Thursday, January 8, 2009

The Way We Were ::: 1944 ::: CANADA

The GLOSTER METEOR I (pictured above) was the only Allied jet fighter to attain operational status during WW II.

Produced by the British aircraft company Gloster, this fighter jet entered service with the RAF in the summer of 1944. It actually beat the German Me-262 jet fighter (by a few days) to enter operational status thus becoming the first active fighter-jet of WW II.

Because of its high speed capability (585 mph) the Meteor was immediately employed to counterattack German V-1 Rockets that the Third Reich were launching against Britain on a daily basis.

TWO CANADIAN PILOTS flying Meteors for the RAF scored victories early on in this campaign.

August 16th, 1944 Flying Officer W. McKenzie (616 Squadron) shot down a V-1 that he intercepted while on patrol.

Then, on the very next day, Flying Officer Jack R. Ritch (also of the 616) happened upon two RAF Tempests that were attempting to shoot down another V-1. Soon enough they broke off chase and the V-1 continued on toward London, unchallenged.

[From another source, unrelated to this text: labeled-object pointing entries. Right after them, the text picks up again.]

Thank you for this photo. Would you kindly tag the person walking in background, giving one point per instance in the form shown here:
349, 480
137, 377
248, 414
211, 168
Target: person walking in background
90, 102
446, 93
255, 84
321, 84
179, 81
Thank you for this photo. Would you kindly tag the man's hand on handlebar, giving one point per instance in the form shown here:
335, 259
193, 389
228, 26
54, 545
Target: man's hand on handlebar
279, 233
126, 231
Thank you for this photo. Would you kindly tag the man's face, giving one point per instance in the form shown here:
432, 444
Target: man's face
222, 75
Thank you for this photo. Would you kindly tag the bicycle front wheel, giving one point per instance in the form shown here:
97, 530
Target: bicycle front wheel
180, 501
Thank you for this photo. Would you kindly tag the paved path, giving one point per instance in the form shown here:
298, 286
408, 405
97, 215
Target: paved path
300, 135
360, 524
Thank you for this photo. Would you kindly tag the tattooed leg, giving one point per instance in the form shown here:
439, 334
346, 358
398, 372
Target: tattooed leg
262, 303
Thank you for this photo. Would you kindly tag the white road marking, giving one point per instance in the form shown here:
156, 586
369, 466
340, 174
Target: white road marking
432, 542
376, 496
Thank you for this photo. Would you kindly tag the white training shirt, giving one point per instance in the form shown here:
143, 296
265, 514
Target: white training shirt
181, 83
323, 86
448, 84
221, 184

Jack then pulled his Meteor fighter-jet right up behind the V-1 at a range of about 150 yards astern. A long machine gun burst was fired. The V-1 finally rolled over, proceeding to fly straight into the ground, and exploded, at just before 7 am, four miles southeast of Maidstone, which is only 38 miles from London, England.

This photo of a Gloster Meteor was taken in 1944 by a Canadian gal, and shows keen public interest in the "marvel" of Britain's FIRST JET.

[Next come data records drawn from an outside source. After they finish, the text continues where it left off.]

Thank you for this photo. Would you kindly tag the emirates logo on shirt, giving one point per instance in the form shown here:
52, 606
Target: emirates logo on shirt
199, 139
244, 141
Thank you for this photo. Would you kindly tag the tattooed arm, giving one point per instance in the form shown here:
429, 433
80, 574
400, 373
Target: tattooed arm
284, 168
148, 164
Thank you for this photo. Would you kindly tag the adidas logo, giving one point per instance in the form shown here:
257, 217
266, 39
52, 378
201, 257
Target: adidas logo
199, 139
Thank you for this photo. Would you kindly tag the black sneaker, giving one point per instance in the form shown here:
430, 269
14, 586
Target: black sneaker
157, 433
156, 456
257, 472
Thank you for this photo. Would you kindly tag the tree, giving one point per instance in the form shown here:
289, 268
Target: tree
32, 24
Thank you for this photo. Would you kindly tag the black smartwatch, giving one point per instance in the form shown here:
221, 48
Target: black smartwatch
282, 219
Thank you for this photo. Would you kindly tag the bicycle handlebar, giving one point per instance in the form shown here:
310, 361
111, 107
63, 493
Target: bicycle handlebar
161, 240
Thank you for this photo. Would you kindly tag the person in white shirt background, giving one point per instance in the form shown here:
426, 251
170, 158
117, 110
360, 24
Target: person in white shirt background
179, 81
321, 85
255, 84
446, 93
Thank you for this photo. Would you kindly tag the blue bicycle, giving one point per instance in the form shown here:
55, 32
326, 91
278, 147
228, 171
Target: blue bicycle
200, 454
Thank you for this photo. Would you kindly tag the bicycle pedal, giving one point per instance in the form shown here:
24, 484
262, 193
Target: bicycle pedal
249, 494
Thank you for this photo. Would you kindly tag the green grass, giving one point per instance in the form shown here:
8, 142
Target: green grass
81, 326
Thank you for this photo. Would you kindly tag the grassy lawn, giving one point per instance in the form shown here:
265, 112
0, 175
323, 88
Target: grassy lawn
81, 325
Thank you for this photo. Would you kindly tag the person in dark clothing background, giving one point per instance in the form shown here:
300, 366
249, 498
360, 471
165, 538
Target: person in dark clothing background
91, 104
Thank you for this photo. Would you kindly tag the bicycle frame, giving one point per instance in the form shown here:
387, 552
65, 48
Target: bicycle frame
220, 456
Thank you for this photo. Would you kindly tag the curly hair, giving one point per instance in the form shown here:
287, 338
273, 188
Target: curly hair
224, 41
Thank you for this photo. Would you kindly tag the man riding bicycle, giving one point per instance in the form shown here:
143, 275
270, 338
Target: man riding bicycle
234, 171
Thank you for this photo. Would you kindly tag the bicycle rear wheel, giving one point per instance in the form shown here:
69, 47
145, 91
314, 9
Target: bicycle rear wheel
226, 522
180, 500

This photo has had only very minor touch-up. Save that for later.

I own the copyright to this photo. All rights reserved.

1 comment:

Anonymous said...

Nope. The Meteor was NOT the first active fighter jet of WW11. It entered service on July 27 1944. The previous day, Lt. Alfred Schreiber of the Luftwaffe, flying the Me 262 A-1a W.Nr. 130 017, downed a Mosquito reconnaissance aircraft. Me 262s were already in operational service before that date.